Toutefois, l’accès à bord se montrait plutôt facile grâce à une généreuse ouverture des portières. Assis confortablement dans ses gros sièges en cuir véritable, qui montraient très peu de signes de vieillesse, j’ai réalisé à quel point cette Corrado est encore moderne, même 29 ans après sa mise en marché.
Après quelques coups de clé, le VR6 s’est mis à ronronner devant moi. C’est que ce moteur avait la particularité d’émettre une sonorité unique qu’aucun autre V6 de l’histoire n’a pu reproduire.
J’ai enfilé le premier rapport avec le levier de vitesses très court et j’ai pris la route à bord de l’un des modèles les plus symboliques de l’histoire de Volkswagen. Tous les regards étaient rivés sur moi.

Sur la route, j’ai rapidement constaté que la Corrado avait été conçue comme modèle de grand tourisme plutôt que sportif. Elle est confortable, on la sens lourde, stable, silencieuse, et son fonctionnement est d’une douceur assez phénoménale considérant son âge.
Mais bien sûr, c’est le rendement de ce sublime VR6 qui vole la vedette. Dès qu’on enfonce l’accélérateur, son système d’admission d’air (modifié dans ce cas-ci) se fait entendre, et le ronronnement de ce remarquable moteur fait dresser tous les poils de notre corps. Il s’agit d’un moteur raffiné qui monte dans les tours sans la moindre vibration et qui développe une dose de puissance et de couple linéaire et constante.
Selon les standards d’aujourd’hui, la Corrado n’est pas très rapide, mais elle livre ses performances avec une touche de maturité qui rappelle les marques de luxe allemandes de l’époque. Dans les virages, c’est le même constat : la Corrado reste toujours bien plantée au sol, mord à la chaussée et ne présente aucune sensation de torsion dans son châssis. Cette vieille Volks est encore hyper solide!

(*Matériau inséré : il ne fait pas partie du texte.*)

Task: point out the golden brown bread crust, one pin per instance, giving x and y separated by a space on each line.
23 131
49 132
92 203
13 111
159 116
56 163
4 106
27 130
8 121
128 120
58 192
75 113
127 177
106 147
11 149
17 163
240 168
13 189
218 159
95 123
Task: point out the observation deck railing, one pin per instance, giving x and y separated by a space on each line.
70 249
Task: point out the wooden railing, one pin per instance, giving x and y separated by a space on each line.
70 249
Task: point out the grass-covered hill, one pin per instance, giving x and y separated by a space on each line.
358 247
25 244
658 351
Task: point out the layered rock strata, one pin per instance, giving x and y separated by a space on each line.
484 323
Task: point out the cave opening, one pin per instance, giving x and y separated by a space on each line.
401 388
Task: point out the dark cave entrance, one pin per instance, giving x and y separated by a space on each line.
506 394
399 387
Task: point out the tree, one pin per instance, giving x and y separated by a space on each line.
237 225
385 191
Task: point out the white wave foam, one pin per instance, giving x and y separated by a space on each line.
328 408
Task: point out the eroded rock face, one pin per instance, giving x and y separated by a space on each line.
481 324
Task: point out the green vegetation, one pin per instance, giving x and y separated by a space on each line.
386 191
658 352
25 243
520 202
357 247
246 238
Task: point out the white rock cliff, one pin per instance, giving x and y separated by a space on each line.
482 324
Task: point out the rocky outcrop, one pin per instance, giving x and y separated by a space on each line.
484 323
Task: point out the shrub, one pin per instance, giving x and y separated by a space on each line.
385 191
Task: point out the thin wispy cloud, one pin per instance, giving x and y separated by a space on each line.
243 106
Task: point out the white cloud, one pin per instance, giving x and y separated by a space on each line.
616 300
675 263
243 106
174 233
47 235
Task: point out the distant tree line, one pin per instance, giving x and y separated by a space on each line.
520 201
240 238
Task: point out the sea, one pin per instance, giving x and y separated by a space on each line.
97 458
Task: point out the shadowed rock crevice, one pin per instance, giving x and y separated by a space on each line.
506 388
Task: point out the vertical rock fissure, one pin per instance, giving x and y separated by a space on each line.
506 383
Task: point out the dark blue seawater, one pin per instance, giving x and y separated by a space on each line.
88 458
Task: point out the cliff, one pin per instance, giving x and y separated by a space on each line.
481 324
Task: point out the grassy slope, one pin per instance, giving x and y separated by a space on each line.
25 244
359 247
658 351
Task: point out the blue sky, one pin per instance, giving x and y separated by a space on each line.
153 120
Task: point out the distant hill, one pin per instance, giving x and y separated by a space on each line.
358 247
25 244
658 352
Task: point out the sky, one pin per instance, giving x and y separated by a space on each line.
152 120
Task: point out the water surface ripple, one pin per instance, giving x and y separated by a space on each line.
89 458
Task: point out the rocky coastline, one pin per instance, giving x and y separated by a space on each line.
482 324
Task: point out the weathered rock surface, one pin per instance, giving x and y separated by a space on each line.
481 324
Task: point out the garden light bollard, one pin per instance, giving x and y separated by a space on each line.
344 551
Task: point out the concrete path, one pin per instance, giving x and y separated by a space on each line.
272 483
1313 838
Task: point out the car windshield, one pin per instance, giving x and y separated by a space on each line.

Derrière le volant de ce coupé sport, une panoplie de souvenirs me passaient par la tête. Les années 1990 et le début des années 2000 ont été une époque fulgurante pour les compactes sportives, le tuning et les courses de rue. C’est d’ailleurs à cette époque que je me suis mis à sérieusement m’intéresser aux bagnoles.
À mes yeux, la Corrado était mythique car, en raison de son prix, elle se faisait introuvable, même à cette époque. L’apercevoir aujourd’hui ne fait qu’accentuer cet effet. Rares sont les voitures qui réussissent à résumer une époque entière en un seul passage. La Corrado aura certes été le résultat d’un orgueil allemand mal placé, mais elle résume surtout les folies de l’industrie de l’automobile durant les années 1990.